Im Gegensatz dazu sind thermische Fehler eine Funktion der Umgebungstemperatur und der thermischen Reaktion des KMG. Diese Fehler ändern sich laufend, es sei denn, das KMG befindet sich in einer Umgebung mit streng kontrollierter Temperatur. Um die Auswirkungen der thermischen Fehler auf die Position der Tastspitze zu berechnen, benötigen wir ein Temperaturmodell, welches das thermische Verhalten des KMG sowie Ausgangsparameter zur Beschreibung der thermischen Umgebung abbildet. Diese Ausgangsparameter sind von Temperatursensoren, an unterschiedlichen Stellen auf dem KMG, gemessene Oberflächentemperaturen.

Die meisten Global KMG nutzen elf strategisch platzierte Temperatursensoren (manche Modelle sogar mehr): zwei Sensoren pro Achse zur Kompensation der linearen Expansion und Kontraktion der Skalen, vier Sensoren auf der Granitbasis (zwei auf der Ober-, zwei auf der Unterseite) zur Kompensation der Granitbiegung und einen Sensor für das zu messende Werkstück.

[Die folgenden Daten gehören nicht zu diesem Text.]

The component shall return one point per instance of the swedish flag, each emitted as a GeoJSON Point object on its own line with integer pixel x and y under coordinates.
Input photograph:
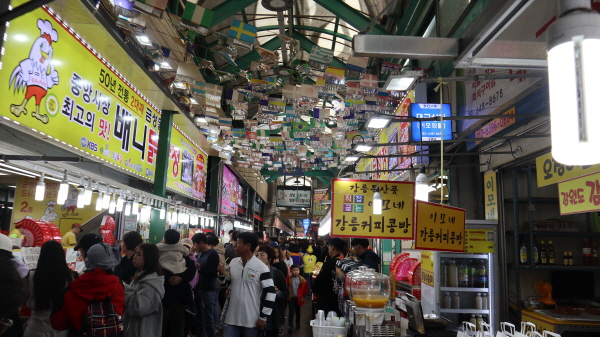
{"type": "Point", "coordinates": [242, 31]}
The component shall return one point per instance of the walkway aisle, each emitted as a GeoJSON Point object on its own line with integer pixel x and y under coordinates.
{"type": "Point", "coordinates": [305, 329]}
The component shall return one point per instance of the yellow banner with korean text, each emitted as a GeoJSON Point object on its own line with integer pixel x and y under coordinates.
{"type": "Point", "coordinates": [63, 216]}
{"type": "Point", "coordinates": [352, 209]}
{"type": "Point", "coordinates": [490, 189]}
{"type": "Point", "coordinates": [551, 172]}
{"type": "Point", "coordinates": [580, 195]}
{"type": "Point", "coordinates": [188, 166]}
{"type": "Point", "coordinates": [61, 90]}
{"type": "Point", "coordinates": [439, 227]}
{"type": "Point", "coordinates": [427, 270]}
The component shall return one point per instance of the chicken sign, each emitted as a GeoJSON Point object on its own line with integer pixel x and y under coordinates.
{"type": "Point", "coordinates": [56, 86]}
{"type": "Point", "coordinates": [36, 74]}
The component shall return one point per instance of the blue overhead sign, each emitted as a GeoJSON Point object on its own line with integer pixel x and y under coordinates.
{"type": "Point", "coordinates": [431, 130]}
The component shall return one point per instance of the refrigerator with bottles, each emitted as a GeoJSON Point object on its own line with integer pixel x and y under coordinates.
{"type": "Point", "coordinates": [463, 286]}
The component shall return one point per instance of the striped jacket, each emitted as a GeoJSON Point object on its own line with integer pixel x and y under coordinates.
{"type": "Point", "coordinates": [252, 294]}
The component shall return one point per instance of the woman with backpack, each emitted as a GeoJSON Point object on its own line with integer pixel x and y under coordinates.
{"type": "Point", "coordinates": [143, 308]}
{"type": "Point", "coordinates": [46, 287]}
{"type": "Point", "coordinates": [95, 300]}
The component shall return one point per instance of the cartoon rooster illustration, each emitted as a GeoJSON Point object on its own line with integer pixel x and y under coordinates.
{"type": "Point", "coordinates": [36, 74]}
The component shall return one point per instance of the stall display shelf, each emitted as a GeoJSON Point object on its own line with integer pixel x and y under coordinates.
{"type": "Point", "coordinates": [553, 267]}
{"type": "Point", "coordinates": [465, 311]}
{"type": "Point", "coordinates": [464, 289]}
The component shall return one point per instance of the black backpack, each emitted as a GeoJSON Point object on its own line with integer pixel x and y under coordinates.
{"type": "Point", "coordinates": [101, 319]}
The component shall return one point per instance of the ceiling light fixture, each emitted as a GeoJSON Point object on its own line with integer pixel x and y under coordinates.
{"type": "Point", "coordinates": [573, 47]}
{"type": "Point", "coordinates": [143, 40]}
{"type": "Point", "coordinates": [404, 81]}
{"type": "Point", "coordinates": [40, 189]}
{"type": "Point", "coordinates": [378, 121]}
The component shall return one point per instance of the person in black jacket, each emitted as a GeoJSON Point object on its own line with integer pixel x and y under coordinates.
{"type": "Point", "coordinates": [125, 270]}
{"type": "Point", "coordinates": [365, 255]}
{"type": "Point", "coordinates": [327, 299]}
{"type": "Point", "coordinates": [266, 254]}
{"type": "Point", "coordinates": [207, 262]}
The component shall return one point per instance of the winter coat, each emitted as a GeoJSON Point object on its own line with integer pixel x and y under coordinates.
{"type": "Point", "coordinates": [143, 308]}
{"type": "Point", "coordinates": [94, 284]}
{"type": "Point", "coordinates": [370, 259]}
{"type": "Point", "coordinates": [221, 250]}
{"type": "Point", "coordinates": [302, 289]}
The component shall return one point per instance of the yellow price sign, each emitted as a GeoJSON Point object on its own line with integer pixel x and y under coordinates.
{"type": "Point", "coordinates": [352, 209]}
{"type": "Point", "coordinates": [491, 195]}
{"type": "Point", "coordinates": [439, 227]}
{"type": "Point", "coordinates": [187, 166]}
{"type": "Point", "coordinates": [551, 172]}
{"type": "Point", "coordinates": [57, 86]}
{"type": "Point", "coordinates": [580, 195]}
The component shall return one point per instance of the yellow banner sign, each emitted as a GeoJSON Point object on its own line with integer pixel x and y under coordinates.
{"type": "Point", "coordinates": [580, 195]}
{"type": "Point", "coordinates": [551, 172]}
{"type": "Point", "coordinates": [490, 189]}
{"type": "Point", "coordinates": [427, 267]}
{"type": "Point", "coordinates": [352, 209]}
{"type": "Point", "coordinates": [439, 227]}
{"type": "Point", "coordinates": [479, 241]}
{"type": "Point", "coordinates": [63, 216]}
{"type": "Point", "coordinates": [55, 85]}
{"type": "Point", "coordinates": [187, 166]}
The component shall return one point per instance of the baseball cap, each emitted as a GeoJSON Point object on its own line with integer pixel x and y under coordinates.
{"type": "Point", "coordinates": [5, 243]}
{"type": "Point", "coordinates": [87, 241]}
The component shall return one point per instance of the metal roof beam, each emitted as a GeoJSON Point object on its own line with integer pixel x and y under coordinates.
{"type": "Point", "coordinates": [227, 9]}
{"type": "Point", "coordinates": [351, 15]}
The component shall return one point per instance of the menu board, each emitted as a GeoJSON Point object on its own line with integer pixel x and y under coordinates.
{"type": "Point", "coordinates": [231, 192]}
{"type": "Point", "coordinates": [439, 227]}
{"type": "Point", "coordinates": [187, 166]}
{"type": "Point", "coordinates": [352, 209]}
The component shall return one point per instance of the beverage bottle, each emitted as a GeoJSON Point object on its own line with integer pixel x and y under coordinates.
{"type": "Point", "coordinates": [455, 301]}
{"type": "Point", "coordinates": [447, 302]}
{"type": "Point", "coordinates": [587, 253]}
{"type": "Point", "coordinates": [551, 257]}
{"type": "Point", "coordinates": [452, 274]}
{"type": "Point", "coordinates": [463, 274]}
{"type": "Point", "coordinates": [482, 279]}
{"type": "Point", "coordinates": [478, 302]}
{"type": "Point", "coordinates": [472, 273]}
{"type": "Point", "coordinates": [523, 253]}
{"type": "Point", "coordinates": [594, 253]}
{"type": "Point", "coordinates": [543, 253]}
{"type": "Point", "coordinates": [444, 278]}
{"type": "Point", "coordinates": [473, 320]}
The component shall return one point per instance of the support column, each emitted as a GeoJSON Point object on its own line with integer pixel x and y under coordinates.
{"type": "Point", "coordinates": [157, 225]}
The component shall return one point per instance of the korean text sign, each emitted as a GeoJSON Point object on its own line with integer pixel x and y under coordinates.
{"type": "Point", "coordinates": [490, 198]}
{"type": "Point", "coordinates": [580, 195]}
{"type": "Point", "coordinates": [187, 166]}
{"type": "Point", "coordinates": [55, 85]}
{"type": "Point", "coordinates": [439, 227]}
{"type": "Point", "coordinates": [352, 209]}
{"type": "Point", "coordinates": [430, 130]}
{"type": "Point", "coordinates": [550, 171]}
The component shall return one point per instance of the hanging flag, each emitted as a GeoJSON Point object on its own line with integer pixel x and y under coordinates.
{"type": "Point", "coordinates": [197, 14]}
{"type": "Point", "coordinates": [242, 31]}
{"type": "Point", "coordinates": [321, 55]}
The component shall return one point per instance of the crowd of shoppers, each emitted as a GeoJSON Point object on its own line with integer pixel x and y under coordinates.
{"type": "Point", "coordinates": [189, 287]}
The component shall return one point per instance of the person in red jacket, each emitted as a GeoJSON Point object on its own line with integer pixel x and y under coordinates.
{"type": "Point", "coordinates": [97, 282]}
{"type": "Point", "coordinates": [298, 288]}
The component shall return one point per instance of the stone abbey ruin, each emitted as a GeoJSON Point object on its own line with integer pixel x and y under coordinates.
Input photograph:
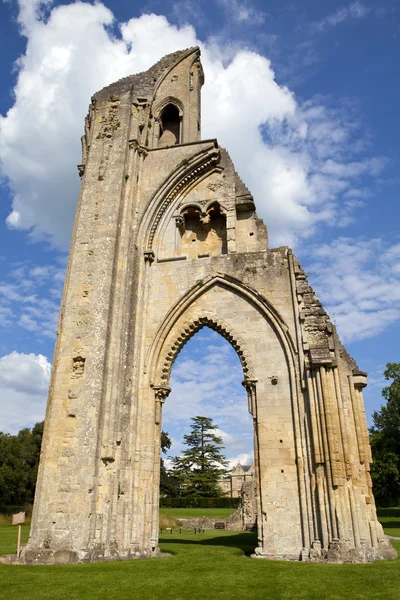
{"type": "Point", "coordinates": [166, 241]}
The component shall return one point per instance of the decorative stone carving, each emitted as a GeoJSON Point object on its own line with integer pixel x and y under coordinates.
{"type": "Point", "coordinates": [78, 366]}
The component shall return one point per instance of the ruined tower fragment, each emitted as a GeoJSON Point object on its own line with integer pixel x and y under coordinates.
{"type": "Point", "coordinates": [167, 240]}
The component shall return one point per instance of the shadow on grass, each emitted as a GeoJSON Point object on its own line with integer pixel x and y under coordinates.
{"type": "Point", "coordinates": [244, 541]}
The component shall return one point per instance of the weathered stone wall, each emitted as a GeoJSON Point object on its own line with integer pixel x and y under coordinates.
{"type": "Point", "coordinates": [134, 294]}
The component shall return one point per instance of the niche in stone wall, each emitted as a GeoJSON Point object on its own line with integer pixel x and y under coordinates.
{"type": "Point", "coordinates": [202, 233]}
{"type": "Point", "coordinates": [170, 125]}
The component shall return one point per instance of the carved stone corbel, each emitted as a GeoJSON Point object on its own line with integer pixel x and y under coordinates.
{"type": "Point", "coordinates": [180, 221]}
{"type": "Point", "coordinates": [149, 256]}
{"type": "Point", "coordinates": [251, 389]}
{"type": "Point", "coordinates": [161, 393]}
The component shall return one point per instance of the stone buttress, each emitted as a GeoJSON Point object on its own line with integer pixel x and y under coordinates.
{"type": "Point", "coordinates": [166, 241]}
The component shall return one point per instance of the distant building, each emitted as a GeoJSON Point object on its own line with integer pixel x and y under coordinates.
{"type": "Point", "coordinates": [231, 485]}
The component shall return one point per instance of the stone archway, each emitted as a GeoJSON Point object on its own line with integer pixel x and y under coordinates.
{"type": "Point", "coordinates": [221, 303]}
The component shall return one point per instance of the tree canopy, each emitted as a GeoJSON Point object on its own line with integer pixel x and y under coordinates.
{"type": "Point", "coordinates": [202, 464]}
{"type": "Point", "coordinates": [169, 486]}
{"type": "Point", "coordinates": [385, 442]}
{"type": "Point", "coordinates": [19, 461]}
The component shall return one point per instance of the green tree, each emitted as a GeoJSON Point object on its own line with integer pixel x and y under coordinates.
{"type": "Point", "coordinates": [202, 464]}
{"type": "Point", "coordinates": [385, 442]}
{"type": "Point", "coordinates": [169, 486]}
{"type": "Point", "coordinates": [19, 461]}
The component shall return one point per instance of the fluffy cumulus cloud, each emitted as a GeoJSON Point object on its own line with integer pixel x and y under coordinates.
{"type": "Point", "coordinates": [359, 283]}
{"type": "Point", "coordinates": [354, 10]}
{"type": "Point", "coordinates": [24, 381]}
{"type": "Point", "coordinates": [294, 158]}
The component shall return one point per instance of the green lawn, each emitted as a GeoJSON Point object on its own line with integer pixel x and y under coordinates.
{"type": "Point", "coordinates": [208, 566]}
{"type": "Point", "coordinates": [192, 513]}
{"type": "Point", "coordinates": [8, 538]}
{"type": "Point", "coordinates": [390, 519]}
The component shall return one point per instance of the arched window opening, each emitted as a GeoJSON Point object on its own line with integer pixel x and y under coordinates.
{"type": "Point", "coordinates": [206, 380]}
{"type": "Point", "coordinates": [203, 233]}
{"type": "Point", "coordinates": [169, 126]}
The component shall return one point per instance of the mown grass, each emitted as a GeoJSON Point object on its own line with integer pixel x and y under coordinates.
{"type": "Point", "coordinates": [192, 513]}
{"type": "Point", "coordinates": [208, 566]}
{"type": "Point", "coordinates": [390, 519]}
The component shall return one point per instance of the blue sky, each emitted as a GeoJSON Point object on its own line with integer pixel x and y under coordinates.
{"type": "Point", "coordinates": [305, 98]}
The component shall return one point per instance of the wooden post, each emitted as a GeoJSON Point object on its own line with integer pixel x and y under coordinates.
{"type": "Point", "coordinates": [19, 541]}
{"type": "Point", "coordinates": [18, 519]}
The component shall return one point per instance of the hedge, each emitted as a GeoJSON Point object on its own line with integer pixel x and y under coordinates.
{"type": "Point", "coordinates": [196, 502]}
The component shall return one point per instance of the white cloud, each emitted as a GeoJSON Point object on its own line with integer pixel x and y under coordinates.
{"type": "Point", "coordinates": [355, 10]}
{"type": "Point", "coordinates": [296, 159]}
{"type": "Point", "coordinates": [24, 380]}
{"type": "Point", "coordinates": [243, 459]}
{"type": "Point", "coordinates": [359, 284]}
{"type": "Point", "coordinates": [243, 12]}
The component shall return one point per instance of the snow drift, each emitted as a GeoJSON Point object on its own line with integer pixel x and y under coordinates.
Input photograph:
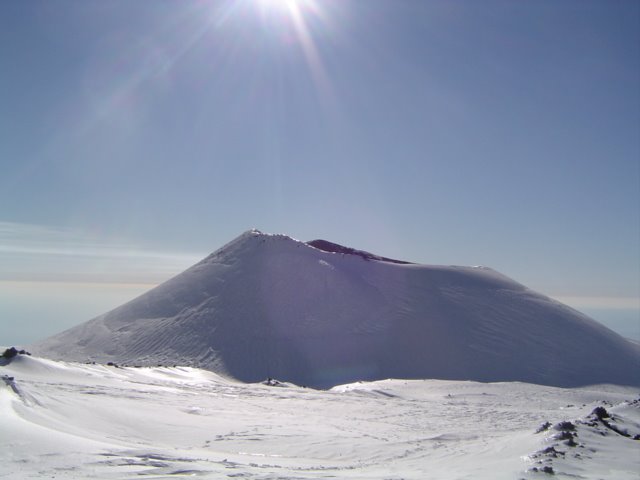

Unter dem Strich erfordert die Konstruktion moderner KMG Kompromisse hinsichtlich Genauigkeit, Durchsatz und Flexibilität in Bezug auf die Betriebsumgebung, um nur die wichtigsten Parameter zu nennen. Durch kluge Entscheidungen bei der Auswahl und Anwendung geeigneter Materialien und unter Einsatz von ausgereiften Verfahren zur Fehlerkompensation lassen sich heute gut ausgewogene KMG bauen, die allen Anforderungen des Markts gerecht werden.

Eric Bennett ist Produktmanager und Marketingverantwortlicher für Brücken-KMG bei Hexagon Manufacturing Intelligence am Standort Quonset Point im US-Bundesstaat Rhode Island. Bennet blickt auf mehr als ein Jahrzehnt Erfahrung im Bereich der Koordinatenmesstechnik zurück und verfügt über einen Bachelorabschluss in Physik sowie Masterabschlüsse in technischer Physik und Informatik.

Wim Weekers ist als leitender Messtechniker bei Hexagon Manufacturing Intelligence tätig. Wim stammt aus den Niederlanden, wo er an der Technischen Universität Eindhoven im Fach Maschinenbau mit den Spezialgebieten Feinmechanik und industrielle Messtechnik promoviert hat. Weekers wechselte 1997 zu Hexagon Manufacturing Intelligence in die USA, wo er seither an bahnbrechenden Forschungs- und Entwicklungsprojekten beteiligt ist. Seine Arbeit konzentriert sich vor allem auf KMG-Genauigkeit, Fehlerkompensation und Erprobungen.